JOHN WILLIAMS’ BLOG ON CREATIVE WORKING, PLAYING & LIVING
Here is the first Creative Maverick daily habit for you to try:
At the beginning of the day when you first wake up, ask these 2 questions:
ONE: “If I was set for life, didn’t need the money and was not already committed, would I choose to do what I am about to do today?”
Write down your response.
Steve Jobs, CEO of Apple Computers says
When I was 17, I read a quote that went something like: “If you live each day as if it was your last, someday you’ll most certainly be right.” It made an impression on me, and since then, for the past 33 years, I have looked in the mirror every morning and asked myself: “If today were the last day of my life, would I want to do what I am about to do today?” And whenever the answer has been “No” for too many days in a row, I know I need to change something.
TWO: “If I had a blank diary today and all the money I could want, what would I choose to do with this day”
Then ask “How can I give myself an experience of this today?” even though you may have commitments.
If the response is that you would actually the take day off and sit on a beach then ask how you can achieve some of that experience - can you take the day off? If not, can you find some space to do nothing? If you’re nowhere near a beach, can you go swimming and then sit by the pool reading a book? Do you need to make time to book your next holiday now?
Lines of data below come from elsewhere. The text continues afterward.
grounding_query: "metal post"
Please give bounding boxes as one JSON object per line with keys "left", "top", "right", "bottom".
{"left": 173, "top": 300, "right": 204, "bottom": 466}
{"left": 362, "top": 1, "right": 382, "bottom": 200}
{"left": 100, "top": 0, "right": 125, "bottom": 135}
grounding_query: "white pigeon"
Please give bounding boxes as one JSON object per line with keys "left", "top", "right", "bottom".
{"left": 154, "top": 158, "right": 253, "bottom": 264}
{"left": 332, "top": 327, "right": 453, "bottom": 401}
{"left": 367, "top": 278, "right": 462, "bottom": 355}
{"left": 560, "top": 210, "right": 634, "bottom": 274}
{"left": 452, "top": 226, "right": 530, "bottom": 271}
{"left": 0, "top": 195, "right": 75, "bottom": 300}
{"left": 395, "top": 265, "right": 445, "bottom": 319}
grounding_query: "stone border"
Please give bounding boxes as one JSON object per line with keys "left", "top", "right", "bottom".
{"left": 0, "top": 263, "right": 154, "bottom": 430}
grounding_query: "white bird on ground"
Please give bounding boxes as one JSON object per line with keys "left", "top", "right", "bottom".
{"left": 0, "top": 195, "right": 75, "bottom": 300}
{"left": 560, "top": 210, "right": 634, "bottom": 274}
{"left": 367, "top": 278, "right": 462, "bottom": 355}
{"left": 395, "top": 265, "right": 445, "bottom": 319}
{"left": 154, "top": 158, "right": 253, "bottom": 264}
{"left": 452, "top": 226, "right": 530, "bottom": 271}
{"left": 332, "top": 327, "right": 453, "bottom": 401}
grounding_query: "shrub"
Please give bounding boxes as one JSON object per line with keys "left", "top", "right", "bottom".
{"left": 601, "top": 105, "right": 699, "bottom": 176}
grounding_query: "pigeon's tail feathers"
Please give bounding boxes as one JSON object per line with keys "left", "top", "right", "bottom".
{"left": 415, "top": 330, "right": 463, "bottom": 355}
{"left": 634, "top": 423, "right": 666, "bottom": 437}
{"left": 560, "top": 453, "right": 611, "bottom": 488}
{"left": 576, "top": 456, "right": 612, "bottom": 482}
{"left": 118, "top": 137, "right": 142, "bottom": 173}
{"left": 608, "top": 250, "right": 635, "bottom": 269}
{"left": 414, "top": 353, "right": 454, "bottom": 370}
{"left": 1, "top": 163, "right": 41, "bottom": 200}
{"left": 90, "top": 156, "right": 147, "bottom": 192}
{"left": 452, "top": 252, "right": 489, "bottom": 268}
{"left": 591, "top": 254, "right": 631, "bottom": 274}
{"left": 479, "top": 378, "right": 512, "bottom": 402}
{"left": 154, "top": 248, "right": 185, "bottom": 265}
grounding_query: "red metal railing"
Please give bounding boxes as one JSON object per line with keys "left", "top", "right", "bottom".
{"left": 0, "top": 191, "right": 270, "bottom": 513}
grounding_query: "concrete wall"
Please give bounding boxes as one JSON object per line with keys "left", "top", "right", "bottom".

For me, asking these 2 questions are the best way to achieve my wish to “play all day and get paid”. Because when your day is full of stuff you would do even if you didn’t need the money, then the boundary between work and play all but disappears.
Do this every morning with me. Let me know what you discover.
Screw work, let's play! Join my mission to play all day and get paid - to do whatever creative, fun stuff we feel like doing and make a good living out of it.
Is it possible that this will lead to far greater success, wealth, and happiness than following your current career plan? Join me, John Williams, on the one year Creative Maverick experiment and find out.
Judith Morgan
December 19th, 2008 at 10:36 am
A couple of great posts, John, reminding me to subscribe!
Rachel Turner, who was the business coach in The Money Gym before me asked three great questions of me when I was doing her module way back which are on topic here. If today were my last day on earth, what 3 things would I spend my day doing. At that time it was reading, writing and swimming (in the turquoise water ideally). Any day on which I do any combination of those now is a great day. It’s important to know what we love and do lots of it. I always suggest to my clients that they do what they love and I believe I started you off on this thinking… if money were no object? I am doing it right now with lots of my clients and business partners AND one of my best client success stories ever came from giving a client permission to do only what she loved. Fortunately it turned out not to just be a self-actualisation exercise as she loves walking and now her clients pay her to walk with them for fitness purposes or walk and coach them.
Yours is going to be a great 2009 and so will mine if I follow my own advice, reiterated here by you and the two Steves - Jobs and Pavlina, a couple of role models if ever we needed them!
Rock on.
J
John
December 19th, 2008 at 10:44 am
Thanks Judith - indeed, you inspired the very first post “Let’s take a year off”. I need constant reminding myself to focus on what I really want and not be constrained by what I have previously done.
Judith Morgan
December 19th, 2008 at 10:52 am
I am also, by the way, as you will have noticed, deeply anti-goals!
J
Jacqueline Burns
January 8th, 2009 at 11:19 am
Love the blog! I agree wholeheartedly about anti-goalism.
Goals are too often about having, not being. And they can conceal
what’s really not working in our lives.
You’ve inspired me to get one of my many unfinished book projects ‘out from under the bed’ and make regular time for it. Every day I urge my clients to make regular time to write; in 2009 I will coach and advise myself in the same way.
Along with a single-glass of wine a day for the month of January - sigh -
I am going to work a four hour day, using the focussed time slots you suggest, + 30 minutes on my book. I’ll let you know how it goes.